Carbonate Reservoirs and Increasing Depth — It’s Not All Bad News!
Wignall, Brent 1
(1)Shell International Exploration
and Production, Royal Dutch Shell, Den Haag, Netherlands.
It is generally recognized that porosity in carbonate reservoirs can suffer ongoing degradation with increasing burial depth, however, carbonate burial diagenesis is rarely well behaved, much less well understood. Recent work with a core dataset from western Canada provides an example of a system where the global “rules” of reservoir destruction may be broken.

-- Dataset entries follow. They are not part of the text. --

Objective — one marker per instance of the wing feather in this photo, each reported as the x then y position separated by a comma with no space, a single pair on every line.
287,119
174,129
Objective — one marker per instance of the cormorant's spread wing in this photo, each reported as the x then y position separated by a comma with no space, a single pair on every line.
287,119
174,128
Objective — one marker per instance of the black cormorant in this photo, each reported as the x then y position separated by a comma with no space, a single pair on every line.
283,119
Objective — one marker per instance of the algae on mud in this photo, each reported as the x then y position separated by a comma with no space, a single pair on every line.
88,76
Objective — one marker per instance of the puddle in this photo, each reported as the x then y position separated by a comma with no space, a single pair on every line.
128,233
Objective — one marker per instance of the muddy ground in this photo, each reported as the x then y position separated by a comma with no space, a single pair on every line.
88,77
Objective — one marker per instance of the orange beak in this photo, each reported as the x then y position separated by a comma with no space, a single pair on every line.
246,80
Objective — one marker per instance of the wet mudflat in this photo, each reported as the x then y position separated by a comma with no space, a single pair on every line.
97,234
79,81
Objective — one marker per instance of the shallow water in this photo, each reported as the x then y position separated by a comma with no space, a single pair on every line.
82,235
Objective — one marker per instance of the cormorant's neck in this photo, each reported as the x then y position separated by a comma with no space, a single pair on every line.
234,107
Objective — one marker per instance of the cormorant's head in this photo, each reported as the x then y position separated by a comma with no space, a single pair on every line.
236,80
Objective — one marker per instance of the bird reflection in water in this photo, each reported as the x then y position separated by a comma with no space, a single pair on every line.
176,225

A dataset of core plug measurements from Paleozoic carbonates in the Western Canadian Sedimentary Basin allow the following observations: Firstly, lithology is a primary control on the rate of porosity loss, and datasets are best sorted for limestone, dolostone, and mixed lithologies. Lithology trends of porosity loss to a maximum burial depth in excess of 7km are very clear. Limestones rapidly decay to 2-3 p.u. over the first 3km of burial, and this seems to be consistent for most stratigraphic levels. Dolostones, on the other hand, preserve porosity to surprising depths, with reservoir quality rock surviving 7km of maximum burial. Secondly, the trends that emerge for one stratigraphic interval do not hold true for other intervals. This begs the question of whether “global” burial trends have relevance for explorers trying to anticipate porosity of prospects as they drill deeper and deeper in their basins. Thirdly, the dataset contains a wealth of permeability data, and the “quality” of the porosity can be assessed along regional trends. Surprisingly, despite loss of porosity the Paleozoic rocks have preserved their reservoir quality fairly well. Limestones can still maintain permeabilities in excess of 0.1mD at nearly terminal porosity loss, whereas the dolostones in some stratigraphic intervals maintain geometric permeabilities in excess of 1.0mD with no perceptible shift over 4km of progressive burial.

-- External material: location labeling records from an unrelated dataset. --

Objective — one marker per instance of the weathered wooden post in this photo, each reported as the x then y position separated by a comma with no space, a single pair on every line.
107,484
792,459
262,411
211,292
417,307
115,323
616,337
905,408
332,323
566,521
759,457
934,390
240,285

The implication is that for the WCSB, at least, the simplistic approach of taking initial porosity and assuming it will only decay with progressive burial and time is wrong. The most important rule which emerges for the exploration geologist is “Know thy basin!”. Attempting to apply inappropriate global rules to an exploration play can result in unduly pessimistic assessments, resulting in discarding a deepening trend that still has legs.
AAPG Search and Discovery Article #90135©2011 AAPG International Conference and Exhibition, Milan, Italy, 23-26 October 2011.